Las amigas
Soledad López

Elisaaaa.... Sin esperar respuesta Marcela abrió la puerta del departamento. Su amiga le sonrió abiertamente, mostrando su dentadura envidiable.

-Mirá, vengo a pedirte harina y royal. Para la torta de esta tarde, ¿sabés?, después te devuelvo.

-Claro, respondió su amiga. Vos sabés donde está todo. Llevate lo que necesites.
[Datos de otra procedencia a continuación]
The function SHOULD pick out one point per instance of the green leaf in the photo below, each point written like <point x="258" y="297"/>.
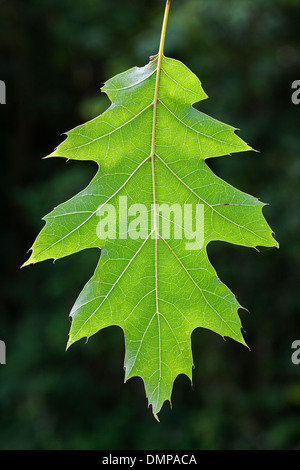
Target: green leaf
<point x="151" y="146"/>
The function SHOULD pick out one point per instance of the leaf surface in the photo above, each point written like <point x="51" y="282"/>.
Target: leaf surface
<point x="150" y="146"/>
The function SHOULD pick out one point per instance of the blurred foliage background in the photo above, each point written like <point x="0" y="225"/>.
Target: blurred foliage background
<point x="55" y="55"/>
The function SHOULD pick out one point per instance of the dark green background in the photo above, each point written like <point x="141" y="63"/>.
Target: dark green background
<point x="55" y="55"/>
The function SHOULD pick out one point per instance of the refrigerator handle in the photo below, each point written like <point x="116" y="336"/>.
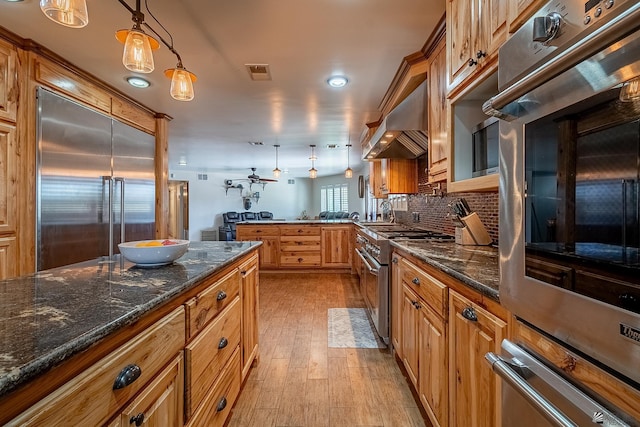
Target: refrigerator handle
<point x="110" y="212"/>
<point x="122" y="223"/>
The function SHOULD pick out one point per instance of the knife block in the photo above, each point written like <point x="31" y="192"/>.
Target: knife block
<point x="474" y="232"/>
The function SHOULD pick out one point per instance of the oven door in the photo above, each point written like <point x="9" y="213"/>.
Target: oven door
<point x="533" y="395"/>
<point x="569" y="221"/>
<point x="374" y="283"/>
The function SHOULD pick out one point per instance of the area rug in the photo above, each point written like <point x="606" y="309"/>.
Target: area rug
<point x="351" y="328"/>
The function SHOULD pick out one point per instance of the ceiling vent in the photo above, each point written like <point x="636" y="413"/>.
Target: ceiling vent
<point x="259" y="72"/>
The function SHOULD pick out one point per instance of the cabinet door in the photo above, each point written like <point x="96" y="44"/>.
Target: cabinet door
<point x="410" y="322"/>
<point x="269" y="251"/>
<point x="8" y="178"/>
<point x="249" y="320"/>
<point x="335" y="246"/>
<point x="397" y="301"/>
<point x="438" y="144"/>
<point x="433" y="367"/>
<point x="8" y="83"/>
<point x="160" y="403"/>
<point x="474" y="388"/>
<point x="460" y="38"/>
<point x="8" y="260"/>
<point x="494" y="30"/>
<point x="520" y="10"/>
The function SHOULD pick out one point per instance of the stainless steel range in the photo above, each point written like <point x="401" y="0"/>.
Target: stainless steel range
<point x="374" y="251"/>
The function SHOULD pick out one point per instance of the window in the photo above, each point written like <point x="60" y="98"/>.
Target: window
<point x="334" y="198"/>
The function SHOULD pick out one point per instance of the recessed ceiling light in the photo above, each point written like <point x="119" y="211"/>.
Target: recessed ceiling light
<point x="138" y="82"/>
<point x="337" y="81"/>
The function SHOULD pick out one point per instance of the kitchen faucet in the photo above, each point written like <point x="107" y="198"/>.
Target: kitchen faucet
<point x="387" y="211"/>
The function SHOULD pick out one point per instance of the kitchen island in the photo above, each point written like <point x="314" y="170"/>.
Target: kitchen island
<point x="56" y="324"/>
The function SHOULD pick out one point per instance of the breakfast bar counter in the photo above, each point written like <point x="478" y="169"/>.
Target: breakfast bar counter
<point x="48" y="317"/>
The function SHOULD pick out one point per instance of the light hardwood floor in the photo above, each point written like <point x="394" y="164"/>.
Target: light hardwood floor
<point x="300" y="381"/>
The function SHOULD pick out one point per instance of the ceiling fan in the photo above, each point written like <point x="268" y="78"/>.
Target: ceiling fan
<point x="255" y="179"/>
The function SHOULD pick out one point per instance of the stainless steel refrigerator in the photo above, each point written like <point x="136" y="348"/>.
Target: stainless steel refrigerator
<point x="94" y="174"/>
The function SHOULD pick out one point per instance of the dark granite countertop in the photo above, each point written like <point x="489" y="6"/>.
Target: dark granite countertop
<point x="298" y="221"/>
<point x="475" y="266"/>
<point x="47" y="317"/>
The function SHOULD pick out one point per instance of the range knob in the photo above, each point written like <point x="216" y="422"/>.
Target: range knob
<point x="546" y="28"/>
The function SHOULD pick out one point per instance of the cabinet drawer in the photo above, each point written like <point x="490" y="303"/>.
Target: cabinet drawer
<point x="303" y="230"/>
<point x="205" y="357"/>
<point x="206" y="305"/>
<point x="302" y="259"/>
<point x="220" y="399"/>
<point x="90" y="398"/>
<point x="257" y="230"/>
<point x="431" y="290"/>
<point x="300" y="244"/>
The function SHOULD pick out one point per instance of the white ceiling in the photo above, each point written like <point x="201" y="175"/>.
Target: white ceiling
<point x="303" y="41"/>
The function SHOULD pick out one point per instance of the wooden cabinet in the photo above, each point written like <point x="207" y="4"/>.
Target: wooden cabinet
<point x="475" y="31"/>
<point x="300" y="246"/>
<point x="438" y="143"/>
<point x="393" y="176"/>
<point x="249" y="291"/>
<point x="424" y="338"/>
<point x="395" y="309"/>
<point x="92" y="398"/>
<point x="160" y="403"/>
<point x="269" y="236"/>
<point x="8" y="83"/>
<point x="335" y="246"/>
<point x="521" y="10"/>
<point x="474" y="388"/>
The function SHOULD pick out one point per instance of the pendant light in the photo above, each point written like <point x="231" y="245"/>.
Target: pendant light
<point x="313" y="172"/>
<point x="137" y="55"/>
<point x="349" y="172"/>
<point x="181" y="82"/>
<point x="276" y="171"/>
<point x="70" y="13"/>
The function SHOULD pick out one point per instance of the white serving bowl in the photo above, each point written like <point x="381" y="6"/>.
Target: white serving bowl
<point x="140" y="252"/>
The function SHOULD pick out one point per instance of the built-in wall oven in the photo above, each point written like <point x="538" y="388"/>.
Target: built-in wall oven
<point x="569" y="101"/>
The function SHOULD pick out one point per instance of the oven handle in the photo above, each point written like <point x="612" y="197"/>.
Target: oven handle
<point x="372" y="270"/>
<point x="523" y="365"/>
<point x="614" y="30"/>
<point x="550" y="412"/>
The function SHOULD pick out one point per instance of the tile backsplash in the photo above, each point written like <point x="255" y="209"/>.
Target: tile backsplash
<point x="433" y="212"/>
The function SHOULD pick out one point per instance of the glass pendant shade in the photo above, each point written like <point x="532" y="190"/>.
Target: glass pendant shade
<point x="137" y="55"/>
<point x="181" y="83"/>
<point x="70" y="13"/>
<point x="348" y="173"/>
<point x="630" y="90"/>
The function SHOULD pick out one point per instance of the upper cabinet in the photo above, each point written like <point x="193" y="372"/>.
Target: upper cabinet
<point x="437" y="110"/>
<point x="8" y="82"/>
<point x="475" y="31"/>
<point x="393" y="176"/>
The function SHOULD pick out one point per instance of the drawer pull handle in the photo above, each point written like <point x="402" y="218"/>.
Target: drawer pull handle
<point x="470" y="314"/>
<point x="127" y="376"/>
<point x="137" y="420"/>
<point x="223" y="343"/>
<point x="222" y="404"/>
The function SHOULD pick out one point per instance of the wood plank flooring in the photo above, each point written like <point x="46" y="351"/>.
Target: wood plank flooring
<point x="300" y="381"/>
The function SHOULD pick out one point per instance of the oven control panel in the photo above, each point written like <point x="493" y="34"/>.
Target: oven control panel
<point x="556" y="26"/>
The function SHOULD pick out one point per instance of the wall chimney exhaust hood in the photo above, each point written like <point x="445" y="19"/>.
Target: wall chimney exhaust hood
<point x="403" y="133"/>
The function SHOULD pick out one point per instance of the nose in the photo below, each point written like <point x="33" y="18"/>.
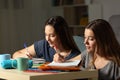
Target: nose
<point x="47" y="38"/>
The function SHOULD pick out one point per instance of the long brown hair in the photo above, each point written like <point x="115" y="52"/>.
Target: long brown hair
<point x="106" y="40"/>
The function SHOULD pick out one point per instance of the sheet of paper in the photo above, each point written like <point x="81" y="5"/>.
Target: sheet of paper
<point x="67" y="63"/>
<point x="38" y="60"/>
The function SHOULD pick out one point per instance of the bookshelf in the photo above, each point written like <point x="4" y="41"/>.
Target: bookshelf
<point x="77" y="13"/>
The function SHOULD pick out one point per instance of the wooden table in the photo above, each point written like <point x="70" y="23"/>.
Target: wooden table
<point x="13" y="74"/>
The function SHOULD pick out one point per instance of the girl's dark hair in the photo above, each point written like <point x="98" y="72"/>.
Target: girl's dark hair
<point x="107" y="44"/>
<point x="62" y="30"/>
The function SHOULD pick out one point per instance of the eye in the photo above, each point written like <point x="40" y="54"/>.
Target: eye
<point x="91" y="38"/>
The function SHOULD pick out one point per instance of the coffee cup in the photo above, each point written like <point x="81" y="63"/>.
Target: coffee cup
<point x="3" y="57"/>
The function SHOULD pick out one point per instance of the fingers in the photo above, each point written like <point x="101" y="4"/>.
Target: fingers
<point x="58" y="58"/>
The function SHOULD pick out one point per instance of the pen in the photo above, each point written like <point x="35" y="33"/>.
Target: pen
<point x="25" y="46"/>
<point x="28" y="54"/>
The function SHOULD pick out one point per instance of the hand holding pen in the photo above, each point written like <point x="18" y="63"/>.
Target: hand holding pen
<point x="58" y="57"/>
<point x="27" y="51"/>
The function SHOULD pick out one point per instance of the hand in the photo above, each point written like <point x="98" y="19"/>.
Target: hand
<point x="28" y="55"/>
<point x="58" y="58"/>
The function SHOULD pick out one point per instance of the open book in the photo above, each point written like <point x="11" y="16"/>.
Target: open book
<point x="65" y="64"/>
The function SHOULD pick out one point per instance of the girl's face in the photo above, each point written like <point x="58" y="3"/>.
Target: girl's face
<point x="51" y="36"/>
<point x="90" y="41"/>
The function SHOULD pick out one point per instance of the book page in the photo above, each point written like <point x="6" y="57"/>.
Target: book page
<point x="65" y="64"/>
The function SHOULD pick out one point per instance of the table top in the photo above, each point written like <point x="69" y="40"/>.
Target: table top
<point x="14" y="74"/>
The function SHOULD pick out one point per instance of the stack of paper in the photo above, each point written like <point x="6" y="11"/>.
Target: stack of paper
<point x="65" y="64"/>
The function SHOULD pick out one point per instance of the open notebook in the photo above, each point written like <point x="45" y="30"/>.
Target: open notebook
<point x="65" y="64"/>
Amigas desde el Liceo; se habían ennoviado el mismo día y, para no hacer diferencias, la boda se celebró a dúo. Rodolfo y Damián eran amigos desde la infancia y con el noviazgo y matrimonio, estrecharon aún más los lazos entrañables. Vivían en el mismo edificio aunque en pisos diferentes: uno era arquitecto y el otro funcionario de una empresa privada. Como hermanos. La familia, los amigos, todos definían esa relación así. Como los domingos cada pareja lo pasaba con su propia familia, decidieron reunirse los sábados por la tarde para charlar y tomar el té que era acompañado por deliciosas tortas caseras. 

Las mujeres se turnaban para el postre, un sábado Elisa lo elaboraba y se reunían en el departamento de Marcela. Al sábado siguiente Marcela hacía de repostera y la reunión era en el piso de Elisa.

Cada pareja en su intimidad, había decidido no tener hijos durante un tiempo prudencial. Tal vez por eso, los pequeños feriados y la licencia anual era muy bien aprovechados en el camping, playa o en fugaces escapadas a Buenos Aires.

No había nada, ni el más insignificante detalle que no fuera conocido, comentado o discutido entre los cuatro. Sorteaban con sumo tacto diferencias políticas o religiosas, ya que ninguno de ellos profesaba el mimo credo o votaba al mismo candidato.

Elisa y Marcela solían prestarse la ropa y alguna joya, sin objeción de sus cónjuges. Ellos, por otra parte, frecuentaban el mismo club deportivo aunque uno era afecto al basquetbol y el otro al ajedrez.

Ocho años transcurridos no menguaban el afecto que se prodigaban, y en el edificio, algunos vecinos solían criticar tanta intimidad.

Un domingo por la mañana, Elisa despertó con la sensación que algo caliente se escurría entre sus piernas. Levantó la sábana y se descubrió empapada en sangre. Debieron llevarla de emergencia al hospital. Por supuesto, Marcela la acompañó. Fueron días de oscura incertidumbre; los médicos no se habían puesto de acuerdo en el diagnóstico. Al parecer, un tumor era el causante de la hemorragia. Las dos amigas, más unidas que nunca en ese zarpazo inesperado de la vida, se prodigaban cariño de hermanas.

Rodolfo y Damián, solos y ocupados, lograron sortear la angustia más fácilmente. Los dos concurrían a sus respectivas funciones y los días no resultaban tan largos y sombríos.

Puesto en claro la dolencia de Elisa, un tumor maligno en un ovario, debió someterse a un tratamiento agresivo, incluyendo la quimioterapia. Ni un solo minuto, estuvo sola. Marcela era como su sombra; le daba de comer, la peinaba, vestía y le leía revistas o cuentos breves.


Dos meses había transcurrido, cuando le dieron el alta. Allá fuera, el sol radiante era un canto a la vida. En los canteros de la avenida, algunas flores comenzaban a abrirse, pese a la contaminación ambiental. 

Las dos amigas se confabularon para no decir nada a sus respectivos maridos. Marcela había maquillado y peinado a Elisa, poniéndole un vestido estampado y sandalias de tacón alto; quería impresionar a Damián como cuando eran novios.


El reloj marcaba las cuatro de la tarde. Las dos bajaron del taxi, Marcela cargaba el bolso con enseres de su amiga. Abrieron la puerta principal del edificio, pulsaron el timbre del ascensor y al llegar al cuarto piso, se bajaron. Elisa a punto de desmayarse se recostó a la pared, bajo el maquillaje su tez se tornó pálida. Fue un segundo nada más. Tomadas de la mano, las amigas abrieron con mano nerviosa, la puerta del departamento. La sala tenía los almohadones revueltos y migas en la alfombra. Depositaron el bolso sobre una butaca y aún conmovidas, se dirigieron al dormitorio. 

Cuando abrieron la puerta, vieron a Rodolfo y Damián desnudos, abrazados sobre la cama. Al escuchar ruidos, los dos, miraron hacia la puerta. Allí, Marcela y Elisa, de pie y aún tomadas de la mano, los miraban atónitas.